Right before Thanksgiving, Gracie was lamenting that she’d never seen a movie in the movie theater. I had never taken her because it’s dark and loud and requires sitting still for two hours—any one of those things is usually too much for Gracie. She begged and pleaded, promising she wouldn’t be scared and would be able to sit there for the whole two hours.

I of course relented, being the permissive parent that I am. Gracie decided she wanted to see “Trolls.” She had been watching a music video on YouTube of one of the songs, “Get Back Up Again,” and knew most of the words by heart. So, on the Friday after Thanksgiving, Grace and Jackson and I trekked to our local movie theater to see this movie Gracie had been watching about on YouTube Kids.

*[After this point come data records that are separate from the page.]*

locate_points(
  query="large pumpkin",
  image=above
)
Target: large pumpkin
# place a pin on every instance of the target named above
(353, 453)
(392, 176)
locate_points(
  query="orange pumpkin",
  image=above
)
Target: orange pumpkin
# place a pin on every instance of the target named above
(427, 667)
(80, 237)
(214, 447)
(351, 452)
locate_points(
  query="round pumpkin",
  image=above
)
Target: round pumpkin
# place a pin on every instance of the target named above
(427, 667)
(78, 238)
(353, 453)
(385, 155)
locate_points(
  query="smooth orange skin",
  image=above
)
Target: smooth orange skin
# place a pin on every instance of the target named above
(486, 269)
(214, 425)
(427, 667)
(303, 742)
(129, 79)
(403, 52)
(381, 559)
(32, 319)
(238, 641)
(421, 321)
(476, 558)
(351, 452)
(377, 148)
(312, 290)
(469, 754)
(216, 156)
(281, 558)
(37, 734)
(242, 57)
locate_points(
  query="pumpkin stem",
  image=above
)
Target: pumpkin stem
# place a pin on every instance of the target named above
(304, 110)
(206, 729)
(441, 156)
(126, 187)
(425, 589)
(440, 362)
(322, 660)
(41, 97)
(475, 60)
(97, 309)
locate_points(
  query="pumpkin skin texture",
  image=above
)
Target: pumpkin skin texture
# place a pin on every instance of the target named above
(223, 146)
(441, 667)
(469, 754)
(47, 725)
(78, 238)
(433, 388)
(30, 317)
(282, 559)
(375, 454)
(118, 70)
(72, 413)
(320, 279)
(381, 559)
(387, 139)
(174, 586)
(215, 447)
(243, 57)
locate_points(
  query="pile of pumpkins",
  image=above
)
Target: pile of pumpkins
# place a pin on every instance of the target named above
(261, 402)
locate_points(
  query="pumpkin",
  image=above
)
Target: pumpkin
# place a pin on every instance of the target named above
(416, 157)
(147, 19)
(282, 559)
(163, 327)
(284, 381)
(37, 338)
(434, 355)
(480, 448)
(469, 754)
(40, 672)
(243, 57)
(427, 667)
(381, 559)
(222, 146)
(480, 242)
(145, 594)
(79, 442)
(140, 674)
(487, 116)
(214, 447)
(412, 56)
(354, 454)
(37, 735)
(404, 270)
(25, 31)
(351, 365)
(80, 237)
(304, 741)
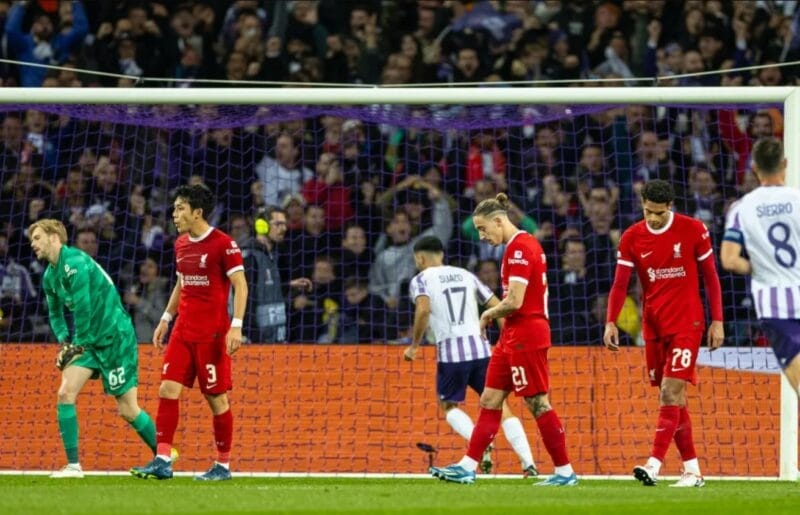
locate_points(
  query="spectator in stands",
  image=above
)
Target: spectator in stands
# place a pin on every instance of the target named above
(306, 244)
(71, 194)
(44, 44)
(362, 313)
(284, 173)
(704, 201)
(266, 311)
(86, 240)
(601, 238)
(315, 315)
(23, 186)
(40, 141)
(572, 287)
(356, 255)
(328, 191)
(188, 53)
(146, 297)
(394, 256)
(11, 139)
(592, 173)
(18, 297)
(295, 206)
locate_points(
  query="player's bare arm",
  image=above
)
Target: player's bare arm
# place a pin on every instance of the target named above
(511, 303)
(169, 314)
(233, 340)
(492, 302)
(611, 336)
(422, 314)
(730, 255)
(302, 284)
(716, 335)
(616, 298)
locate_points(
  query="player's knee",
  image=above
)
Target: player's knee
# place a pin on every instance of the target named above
(672, 397)
(219, 403)
(538, 405)
(169, 390)
(66, 395)
(491, 401)
(127, 412)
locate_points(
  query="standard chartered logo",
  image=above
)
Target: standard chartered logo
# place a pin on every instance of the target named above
(665, 273)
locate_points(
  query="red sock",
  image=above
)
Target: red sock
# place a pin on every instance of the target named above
(166, 424)
(553, 437)
(668, 418)
(223, 436)
(484, 432)
(683, 436)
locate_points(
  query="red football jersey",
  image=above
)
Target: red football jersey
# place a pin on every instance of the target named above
(524, 261)
(203, 266)
(666, 261)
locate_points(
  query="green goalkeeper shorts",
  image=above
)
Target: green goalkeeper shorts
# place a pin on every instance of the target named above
(115, 361)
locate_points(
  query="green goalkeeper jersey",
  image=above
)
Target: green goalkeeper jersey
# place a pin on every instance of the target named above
(78, 283)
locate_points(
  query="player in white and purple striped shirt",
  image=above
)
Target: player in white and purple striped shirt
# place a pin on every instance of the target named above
(766, 223)
(446, 298)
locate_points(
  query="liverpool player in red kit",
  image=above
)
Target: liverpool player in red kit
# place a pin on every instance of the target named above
(203, 339)
(666, 249)
(519, 361)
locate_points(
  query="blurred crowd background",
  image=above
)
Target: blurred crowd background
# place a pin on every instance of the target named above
(357, 193)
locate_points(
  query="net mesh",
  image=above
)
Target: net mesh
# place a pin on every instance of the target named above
(359, 183)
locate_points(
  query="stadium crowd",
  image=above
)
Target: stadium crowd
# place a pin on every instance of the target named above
(356, 194)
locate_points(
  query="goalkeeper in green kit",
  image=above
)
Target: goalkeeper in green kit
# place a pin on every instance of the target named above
(104, 344)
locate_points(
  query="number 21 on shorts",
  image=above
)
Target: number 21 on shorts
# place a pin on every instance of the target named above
(518, 377)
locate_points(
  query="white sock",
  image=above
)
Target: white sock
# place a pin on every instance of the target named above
(564, 470)
(460, 422)
(468, 464)
(692, 466)
(654, 463)
(515, 434)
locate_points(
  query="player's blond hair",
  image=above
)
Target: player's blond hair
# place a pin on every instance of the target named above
(486, 208)
(50, 226)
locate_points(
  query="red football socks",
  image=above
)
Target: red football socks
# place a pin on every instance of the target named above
(484, 432)
(223, 436)
(668, 419)
(553, 437)
(166, 424)
(683, 436)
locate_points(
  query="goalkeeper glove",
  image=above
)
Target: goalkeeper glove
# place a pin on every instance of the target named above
(67, 355)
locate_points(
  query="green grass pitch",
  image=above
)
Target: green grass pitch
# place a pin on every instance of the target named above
(119, 495)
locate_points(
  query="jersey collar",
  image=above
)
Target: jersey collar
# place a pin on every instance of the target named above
(202, 236)
(663, 229)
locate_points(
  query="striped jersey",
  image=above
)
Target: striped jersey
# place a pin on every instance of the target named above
(454, 295)
(766, 222)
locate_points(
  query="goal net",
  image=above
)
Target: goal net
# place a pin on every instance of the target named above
(360, 178)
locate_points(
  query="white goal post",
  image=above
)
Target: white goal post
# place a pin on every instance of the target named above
(788, 96)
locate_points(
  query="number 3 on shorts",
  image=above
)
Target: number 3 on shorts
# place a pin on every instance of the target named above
(212, 374)
(518, 377)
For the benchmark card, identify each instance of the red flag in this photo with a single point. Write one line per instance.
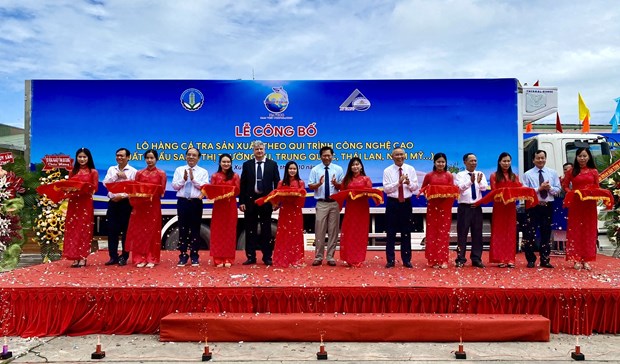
(586, 124)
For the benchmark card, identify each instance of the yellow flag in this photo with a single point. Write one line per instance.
(583, 109)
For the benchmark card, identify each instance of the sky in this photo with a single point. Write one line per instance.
(574, 45)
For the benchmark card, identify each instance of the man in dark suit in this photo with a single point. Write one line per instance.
(259, 176)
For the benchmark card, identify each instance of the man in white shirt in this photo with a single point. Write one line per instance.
(327, 218)
(119, 209)
(399, 183)
(187, 181)
(547, 185)
(471, 183)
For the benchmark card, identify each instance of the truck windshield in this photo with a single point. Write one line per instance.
(600, 152)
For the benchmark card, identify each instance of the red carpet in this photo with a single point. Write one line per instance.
(357, 327)
(53, 299)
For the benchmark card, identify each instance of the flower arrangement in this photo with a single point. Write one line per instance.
(49, 223)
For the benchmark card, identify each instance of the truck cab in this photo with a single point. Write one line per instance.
(561, 149)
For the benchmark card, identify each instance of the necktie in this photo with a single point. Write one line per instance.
(541, 180)
(327, 182)
(473, 189)
(401, 189)
(188, 186)
(259, 177)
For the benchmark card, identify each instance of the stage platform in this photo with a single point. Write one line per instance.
(53, 299)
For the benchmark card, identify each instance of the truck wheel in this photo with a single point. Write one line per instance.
(241, 240)
(171, 239)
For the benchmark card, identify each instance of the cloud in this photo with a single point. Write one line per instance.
(572, 45)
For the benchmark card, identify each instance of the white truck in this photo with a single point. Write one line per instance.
(364, 118)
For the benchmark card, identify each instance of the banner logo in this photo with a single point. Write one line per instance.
(192, 99)
(57, 161)
(355, 102)
(277, 101)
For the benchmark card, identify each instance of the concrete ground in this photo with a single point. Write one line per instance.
(148, 349)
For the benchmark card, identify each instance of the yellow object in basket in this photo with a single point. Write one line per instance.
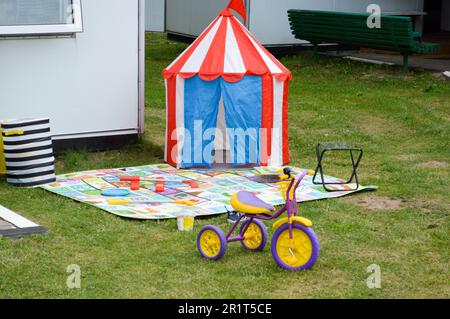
(185, 222)
(119, 202)
(283, 188)
(184, 202)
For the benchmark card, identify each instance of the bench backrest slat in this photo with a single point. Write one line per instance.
(396, 33)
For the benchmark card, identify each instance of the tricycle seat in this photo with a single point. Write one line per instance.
(248, 203)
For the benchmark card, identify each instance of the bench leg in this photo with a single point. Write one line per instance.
(314, 53)
(405, 63)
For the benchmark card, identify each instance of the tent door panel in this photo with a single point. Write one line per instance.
(201, 108)
(243, 113)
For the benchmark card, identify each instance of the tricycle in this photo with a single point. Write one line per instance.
(295, 245)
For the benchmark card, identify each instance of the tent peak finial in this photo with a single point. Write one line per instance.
(226, 13)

It turned out to be a great movie—very cute and with a great message. Princess Poppy troll   embarks on a journey with survivalist troll Branch to save their friends from being eaten by the bergens, a miserable group of beings whose only taste of happiness comes from ingesting the vibrant trolls. It’s a kids’ movie, so of course it has a happy ending. It also has a lot of great music, from Simon & Garfunkel’s “Sound of Silence” to Justin Timberlake’s upbeat “Can’t Stop the Feeling” to Earth Wind & Fire’s “September.” But a highlight of the movie is the catchy tune that Gracie already knew, “Get Back Up Again.”

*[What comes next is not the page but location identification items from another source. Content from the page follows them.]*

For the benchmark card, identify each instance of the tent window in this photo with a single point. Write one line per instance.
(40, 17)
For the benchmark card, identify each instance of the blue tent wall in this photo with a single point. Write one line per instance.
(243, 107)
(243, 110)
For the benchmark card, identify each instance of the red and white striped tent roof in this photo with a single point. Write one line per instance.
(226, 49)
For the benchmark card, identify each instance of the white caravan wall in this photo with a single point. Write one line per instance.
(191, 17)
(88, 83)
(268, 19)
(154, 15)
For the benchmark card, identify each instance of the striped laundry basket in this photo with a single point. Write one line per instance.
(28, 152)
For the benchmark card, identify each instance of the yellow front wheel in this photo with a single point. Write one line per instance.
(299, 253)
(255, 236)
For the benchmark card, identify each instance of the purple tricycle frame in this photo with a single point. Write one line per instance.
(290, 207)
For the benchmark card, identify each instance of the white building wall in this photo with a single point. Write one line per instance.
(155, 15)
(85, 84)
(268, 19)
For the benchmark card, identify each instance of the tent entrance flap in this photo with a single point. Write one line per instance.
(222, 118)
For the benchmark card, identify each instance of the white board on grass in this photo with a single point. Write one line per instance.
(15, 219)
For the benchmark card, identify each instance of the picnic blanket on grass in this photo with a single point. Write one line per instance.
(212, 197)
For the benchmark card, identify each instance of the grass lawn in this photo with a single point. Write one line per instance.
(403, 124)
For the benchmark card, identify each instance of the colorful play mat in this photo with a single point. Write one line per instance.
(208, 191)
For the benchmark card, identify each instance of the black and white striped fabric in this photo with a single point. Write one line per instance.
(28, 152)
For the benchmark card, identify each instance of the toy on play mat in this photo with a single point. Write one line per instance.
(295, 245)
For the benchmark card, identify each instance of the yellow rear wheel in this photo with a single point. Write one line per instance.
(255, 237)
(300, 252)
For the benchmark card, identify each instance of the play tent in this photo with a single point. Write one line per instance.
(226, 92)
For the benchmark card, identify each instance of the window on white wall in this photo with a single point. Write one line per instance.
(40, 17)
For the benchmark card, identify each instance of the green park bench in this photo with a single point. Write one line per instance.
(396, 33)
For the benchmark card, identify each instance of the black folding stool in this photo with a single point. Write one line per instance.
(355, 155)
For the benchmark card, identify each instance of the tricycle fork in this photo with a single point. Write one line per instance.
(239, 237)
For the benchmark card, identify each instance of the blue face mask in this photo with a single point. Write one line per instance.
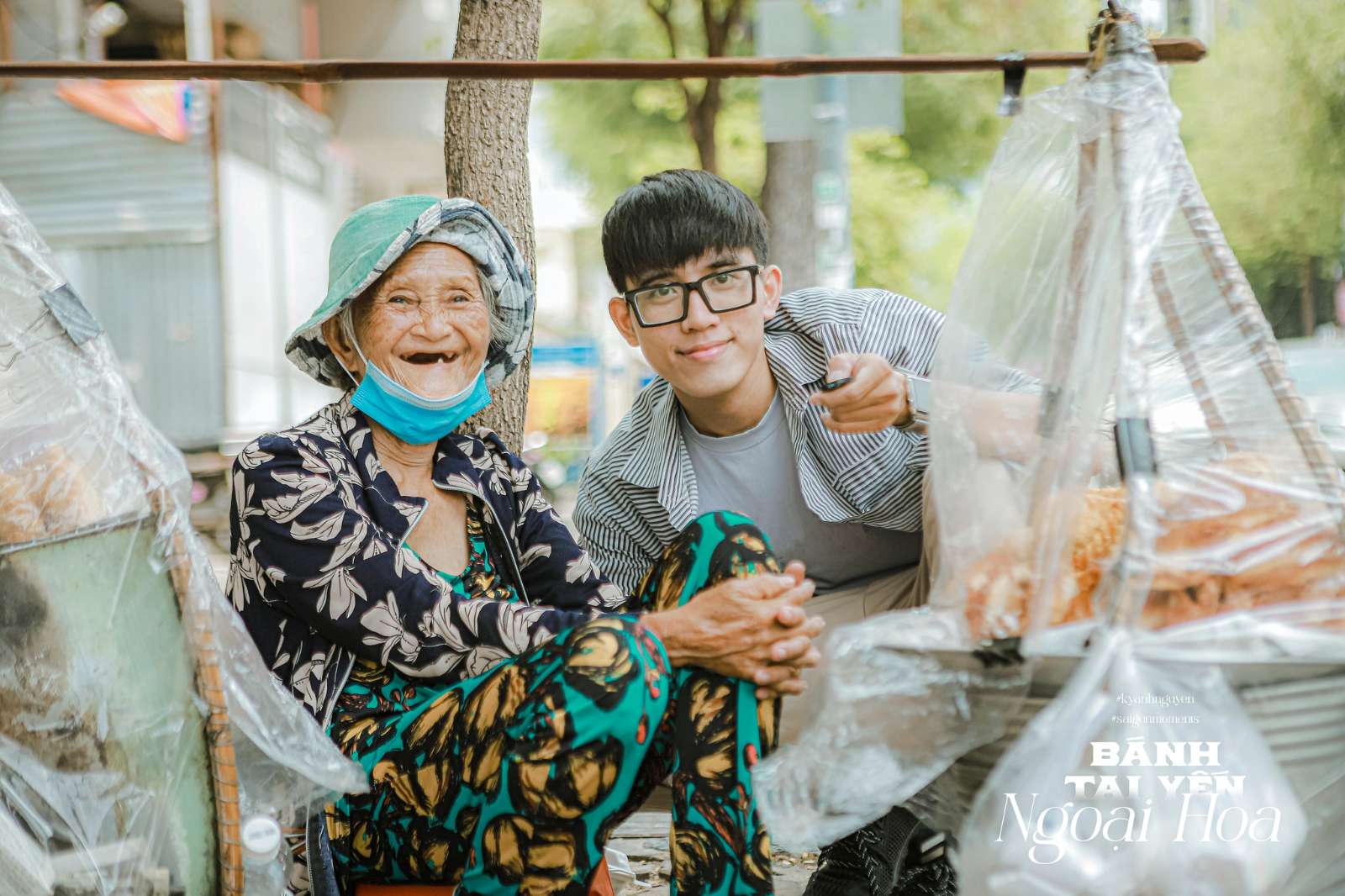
(412, 417)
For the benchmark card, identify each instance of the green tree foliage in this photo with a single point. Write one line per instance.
(612, 132)
(1263, 120)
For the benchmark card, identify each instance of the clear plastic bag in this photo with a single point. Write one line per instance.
(1096, 296)
(139, 725)
(1141, 777)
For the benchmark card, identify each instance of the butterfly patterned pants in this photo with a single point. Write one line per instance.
(513, 781)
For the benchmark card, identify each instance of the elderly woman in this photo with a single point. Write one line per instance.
(416, 593)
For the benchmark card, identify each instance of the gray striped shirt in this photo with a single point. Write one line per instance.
(639, 488)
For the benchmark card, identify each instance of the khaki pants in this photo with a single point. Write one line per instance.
(899, 591)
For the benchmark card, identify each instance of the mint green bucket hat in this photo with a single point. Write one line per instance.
(374, 237)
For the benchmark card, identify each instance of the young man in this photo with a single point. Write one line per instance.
(739, 420)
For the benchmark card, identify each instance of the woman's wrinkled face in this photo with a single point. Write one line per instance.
(425, 323)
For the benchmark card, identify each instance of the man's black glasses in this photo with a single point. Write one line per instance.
(669, 303)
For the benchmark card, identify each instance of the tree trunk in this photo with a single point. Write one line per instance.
(486, 158)
(1306, 302)
(703, 116)
(787, 202)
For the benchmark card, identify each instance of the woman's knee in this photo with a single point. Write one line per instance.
(737, 546)
(609, 656)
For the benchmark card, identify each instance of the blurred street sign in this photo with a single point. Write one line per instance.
(578, 354)
(831, 29)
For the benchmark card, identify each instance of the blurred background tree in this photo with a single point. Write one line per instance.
(1270, 154)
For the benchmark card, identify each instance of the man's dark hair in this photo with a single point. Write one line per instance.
(672, 217)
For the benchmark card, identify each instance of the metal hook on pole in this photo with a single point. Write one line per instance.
(1015, 71)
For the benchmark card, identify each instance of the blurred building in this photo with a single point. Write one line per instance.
(194, 219)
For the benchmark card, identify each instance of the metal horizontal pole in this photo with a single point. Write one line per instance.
(334, 71)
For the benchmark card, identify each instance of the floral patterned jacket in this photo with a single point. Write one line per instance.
(322, 576)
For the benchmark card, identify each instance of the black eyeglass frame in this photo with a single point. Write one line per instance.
(686, 295)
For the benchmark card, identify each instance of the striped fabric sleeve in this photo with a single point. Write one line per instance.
(609, 544)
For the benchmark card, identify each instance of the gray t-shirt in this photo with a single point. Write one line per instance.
(753, 472)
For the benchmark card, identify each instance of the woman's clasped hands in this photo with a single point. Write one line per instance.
(751, 629)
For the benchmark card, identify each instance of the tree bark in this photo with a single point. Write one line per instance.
(486, 158)
(787, 202)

Gracie sang that song around our house for days before and after the movie. She would belt it in her best breath-support voice, doing arm movements for certain parts and grooving through others. I thought she only liked it because it was a fun and theatrical song to sing. I was wrong.

A few days after the movie, Gracie was wandering around the house singing her favorite song when suddenly she stopped. “Daddy, do you know why I love that song?” she asked Chad. “Because it has a really good message. It’s all about not giving up.”


We were in awe. Once again, Gracie amazed us. She understood the deeper message of the upbeat tune. Our impish little child with the angelic blonde curls and the missing teeth once again taught us a lesson about strength in the face of adversity. The child who I was worried would be afraid in the dark theater was simply awaiting her opportunity to hear HER song, the song that could have been written about her life. (We coached her ahead of time about being quiet in the theater; she still sang along with the song, just not at the top of her lungs like she does around the house.)

Gracie is the queen of not giving up. She doesn’t think twice about it—if she wants something, she gets it. Self-sufficiency is second nature to her. This is the kid who shouldn’t be able to walk, but figured it out anyway. The kid who got her own pacifier even without the use of her hands. The kid who, when she broke her right hand this summer and lost the use of her fingers while they were casted, learned how to write with her left hand. The kid who falls and falls and falls and falls and falls, but never cries—she just gets back up again.

We could all learn a lesson from Gracie. Except, that kind of strength through adversity cannot be taught. It can be learned, but it comes from within. Gracie is just a little kid, but she already knows what it takes a lifetime for some of us to learn. She has always known. She is grace personified, amazing grace.

And when they knock, knock her over, she will get back up agaaaiin.